2012年11月30日
Don’t Waste Your Life Playing Games

バトルスピリッツファンのみなさん、こんにちは。私が子どもの頃は、チェスや囲碁、そして色々なボードゲームをしていました。その頃トレーディングカードゲーム(TCG)があったら、もちろんプレイしていたと思います。そしてゲームをしていると、いつも母親から読書や宿題など、もっと有益なことをするように注意されました。でも結果的には、これで良かったと思います。
 
もちろん、ゲームをする前に宿題や勉強は終わらせたほうがいいと思いますが、ゲームには良い効果もたくさんあるのです。私の母を始めとする多くの人からは誤解されがちですが…。まず、ゲームからは問題解決を学ぶことができます。これは、私たちが学校の中や外で何をするにも、とても重要なことです。相手の防御を突破するためのカードの組み合わせを考えることは、ディベートで相手の反論に打ち勝つために議論を組み立てるのと似ています。例えば、皆さんの主張に対して相手が何を言ってくるのかを考えることは、バトルスピリッツで相手が皆さんに対抗してどんなカードを出してくるのかを考えるのと、よく似ています。
 
ゲームから最も多く学ぶことは、数学の知識でしょう。カードの構成を分析してスピリットを最大BPで使えるようにすることは、代数方程式を解くのと似ています。ゲームでは、攻撃力をどうやって最大にするか計算し、攻撃している自分のスピリットよりも高いBPのカードを相手が持っているのかどうか、慎重に検討します。このように、ゲームのあらゆるところに、ある程度の数学が使われているのです。また、ポーカーのような人気のあるカードゲームは、数学を使ったシステムで成り立っています。相手が自分よりも良い手札を持っている可能性を計算できれば、手札をホールドするかどうか、より的確な判断ができるでしょう。ゲームプレイヤーには数学が得意な人が多いですが、数学が得意だからゲームに魅力を感じるのか、ゲームをすることで数学が得意になるのかは、分かりません。

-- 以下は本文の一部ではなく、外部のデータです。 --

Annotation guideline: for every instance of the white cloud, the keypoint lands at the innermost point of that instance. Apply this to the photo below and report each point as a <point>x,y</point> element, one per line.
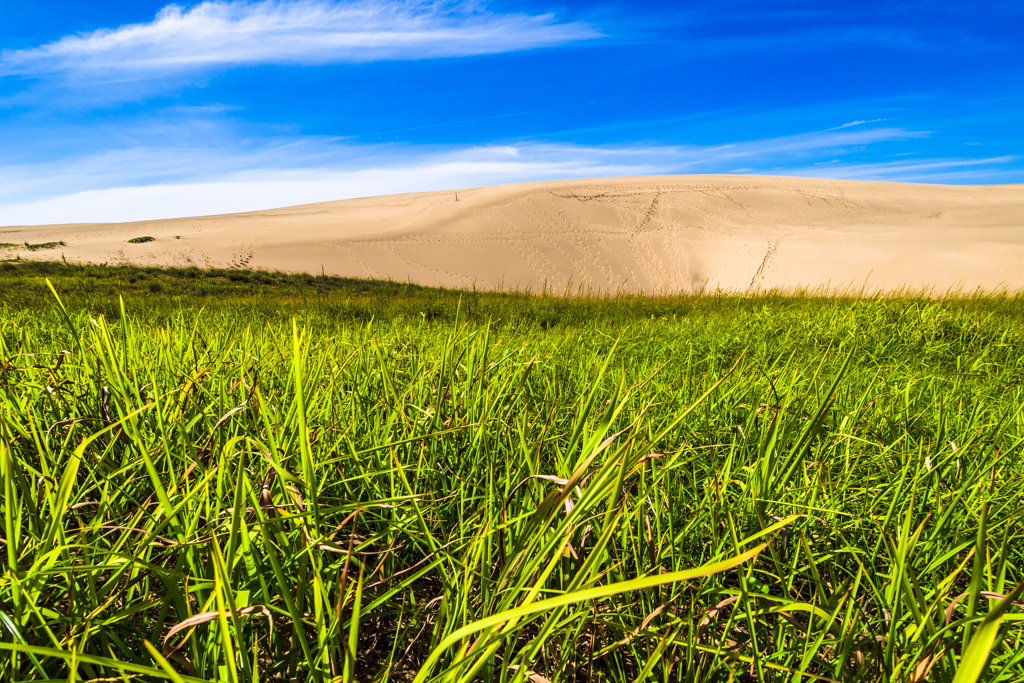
<point>222,33</point>
<point>174,182</point>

私は、両者の中間なのではないかと思っています。
 
ゲームから学ぶ最も重要な要素は、構築という概念でしょう。特にTCGでは、自分の持っているカードからデッキを構築する必要があり、うまく使ってゲームに勝つために、どのカードをデッキに入れるのがベストなのかを判断します。
 
ほかにもゲームから学べることがあるとすれば、競争でしょうか。普段の生活でも、様々なイベントや競技会など、他の参加者と競ってより良い結果を出そうとする場面は、よくあります。そして、ゲームからは、勝利と敗北の受け止め方を学ぶことができます。いつも勝てるわけではないため、敗北をどうやって受け入れるかは、重要な教訓となるでしょう。やめてしまうのか、次回はもっと努力するのか、どちらにするのかは自力で考えなくてはなりません。他のプレイヤーが勝ったときや負けたときに、どんな風に自分をコントロールしているのかに注目するのも、今後の参考になるでしょう。負けても礼儀正しいプレイヤーも素晴らしいと思いますが、勝っても勝ち誇らないプレイヤーの方が素晴らしいと思います。
 
誰もがこの教訓を学ぶわけではありませんが、私はゲームをしながら過去にプレイしたようなゲームをデザインできることに気づきました。ゲームは私に、クリエイティブになってプレイヤーの様々な戦い方を考える、ということを教えてくれました。昔はこの教訓があまり役に立ちませんでしたが、最終的にはゲームデザインでキャリアを積むことになりました。過去を振り返ると、ゲームをしていた時間は今の仕事をするためのトレーニングだったような気がします。ゲームに費やした時間のおかげで、良いデザイナーになれたわけですから、子どもの頃に戻れるなら、母が読書や他のことをするように注意したときに、将来の仕事のために勉強しているのだから時間の無駄ではないと言いたいです。
 
では、また次回お会いしましょう。